Pausing at a certain timestamp, for a certain period of time - this can be used for jumpscare effects. Our steps will be:

  1. Split our input into a "front" and "back" part. We will do this using two instances of the trim filter.
  2. Pad the "front" part with extra copies of its last frame, using tpad.
  3. Join the "front" and "back" parts back together using concat.

Here is an example. The input file is sticks-yuki.gif and the output file is pause-yuki.gif. We will hold on the 14th frame, for ten frames:

ffmpeg -i sticks-yuki.gif -filter_complex " \
    [0:v]trim=end_frame=15,tpad=stop=10:stop_mode=clone[front]; \
    [0:v]trim=start_frame=15[back]; \
    [front][back]concat=n=2:v=1" pause-yuki.gif

Here, trim and tpad received their arguments as frame numbers, but they could also be given using time durations. A note about this is that, in the case of a gif, it does not reoptimise the file to e.g. just provide a long disposal time for the held frame - it creates a bunch of frame copies that in most cases won't do anything.

Stutter and replay

I take the ending of my input file, and repeat it three times - the audio is replaced with an SFX sample. The three plays are cut short, like when someone skips backwards to see a replay, or listening to a record being scratched. Finally, the clip and the SFX audio are allowed to play out fully, but in slow motion.

This has quite a few stages, and one approach might be to use intermediate files. I have tried to do it here in one step.

  1. First, we'll split out the ending section using (trim), and make two copies of it (split).
  2. We take one copy, and truncate it down to 0.5 seconds long (trim).
  3. We take the other copy, and slow it down to play at half speed (setpts).
  4. We take the audio file, and make two copies of it (asplit).
  5. We take one copy, and truncate it down to 0.5 seconds long (atrim).
  6. We take the other copy, and slow it down to play at half speed (atempo).
  7. We take our 0.5 second long video and audio streams and duplicate them so we have two additional copies of each (split and asplit).
  8. Finally, we combine all of these together with concat.
ffmpeg -i limitflip.mp4 -i pipe.m4a -filter_complex " \
    [0:v]trim=start=11.5,setpts=PTS-STARTPTS,split=2[ending1][ending2]; \
    [ending1]trim=start=0:end=0.5, split=3[sec1][sec2][sec3]; \
    [ending2]setpts=2*PTS[sec4]; \
    [1:a]atrim=start=0:end=0.5, asplit=3[sec1a][sec2a][sec3a]; \
    [1:a]atempo=0.5[sec4a]; \
    [0:v][0:a][sec1][sec1a][sec2][sec2a][sec3][sec3a][sec4][sec4a]concat=5:v=1:a=1[vfin][afin]; \
    [vfin]scale=w=iw/2:h=-1[vs]" \
-map "[vs]" -map "[afin]" -y limit-pipe.mp4

Something to look out for here is the use of setpts on the first line - if this isn't done, the internal timestamps on the trimmed video won't be reset - so attempting to then trim from 0 to 0.5 on the second line will result in you seeking into the blank area taken away from the first trim. This isn't necessary for the second trim, as it starts from zero.

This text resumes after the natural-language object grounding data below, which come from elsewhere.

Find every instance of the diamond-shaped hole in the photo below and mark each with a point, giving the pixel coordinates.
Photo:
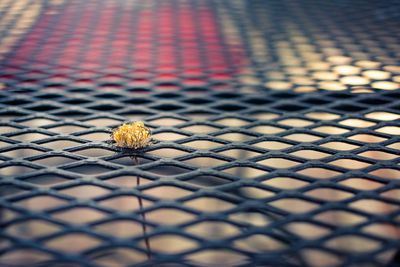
(7, 129)
(67, 129)
(341, 146)
(130, 161)
(79, 215)
(29, 137)
(322, 257)
(310, 154)
(387, 173)
(245, 172)
(203, 144)
(253, 192)
(21, 153)
(266, 129)
(361, 184)
(32, 229)
(55, 160)
(60, 144)
(272, 145)
(89, 169)
(168, 170)
(103, 122)
(357, 123)
(96, 137)
(168, 152)
(236, 137)
(117, 256)
(73, 243)
(200, 129)
(257, 219)
(382, 116)
(329, 194)
(41, 202)
(285, 183)
(46, 179)
(349, 164)
(24, 257)
(239, 153)
(340, 217)
(293, 205)
(94, 152)
(126, 181)
(259, 243)
(373, 206)
(209, 257)
(330, 130)
(121, 228)
(353, 244)
(323, 116)
(301, 137)
(279, 163)
(320, 173)
(169, 216)
(205, 162)
(395, 145)
(204, 180)
(168, 136)
(167, 192)
(171, 244)
(85, 191)
(296, 122)
(9, 189)
(232, 122)
(209, 204)
(37, 122)
(167, 122)
(378, 155)
(125, 203)
(213, 230)
(383, 230)
(307, 230)
(367, 138)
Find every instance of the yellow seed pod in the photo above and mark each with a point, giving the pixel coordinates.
(133, 135)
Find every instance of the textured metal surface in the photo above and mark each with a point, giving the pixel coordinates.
(277, 125)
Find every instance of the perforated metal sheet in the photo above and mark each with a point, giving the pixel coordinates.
(277, 128)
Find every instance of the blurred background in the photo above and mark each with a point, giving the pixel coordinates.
(277, 128)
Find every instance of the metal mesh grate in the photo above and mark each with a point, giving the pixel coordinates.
(277, 125)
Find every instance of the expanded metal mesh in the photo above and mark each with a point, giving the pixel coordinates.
(277, 128)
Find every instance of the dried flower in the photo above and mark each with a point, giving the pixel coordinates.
(133, 135)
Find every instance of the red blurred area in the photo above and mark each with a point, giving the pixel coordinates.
(163, 42)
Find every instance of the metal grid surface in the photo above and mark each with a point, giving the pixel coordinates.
(277, 128)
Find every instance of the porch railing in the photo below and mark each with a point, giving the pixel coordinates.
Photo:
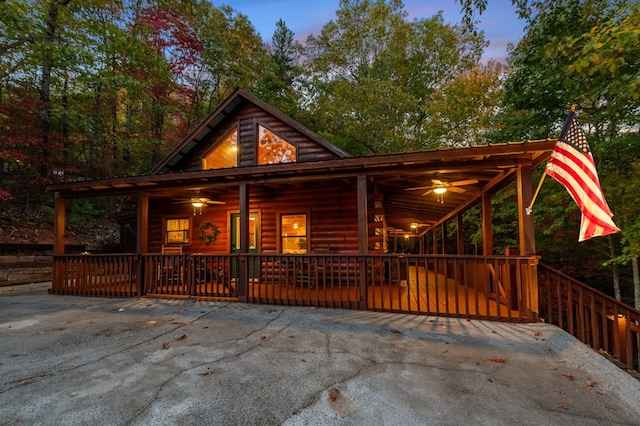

Looped animation + transposition + chromakey with PNG transparency

I have meme PNG with a transparent background - I want to isolate an animated character from another video, and have two copies of it animated in the transparency area. I want the final result to be a looping animated GIF.

The looping animated characters can be found on frames 29 to 99 of the original video after skipping forward 3 minutes, 25 seconds. The transparent image on the PNG is towards the bottom, so the isolated frames are padded and translated into the correct positions. The padding should be white - but as they will be overlaid with one another, one character receives a transparent pad (black@0). Converting real colour MP4 video to GIF can be a bit fraught - the last steps of this graph take the final video stream, analyse it to develop an optimal palette, and then apply that palette.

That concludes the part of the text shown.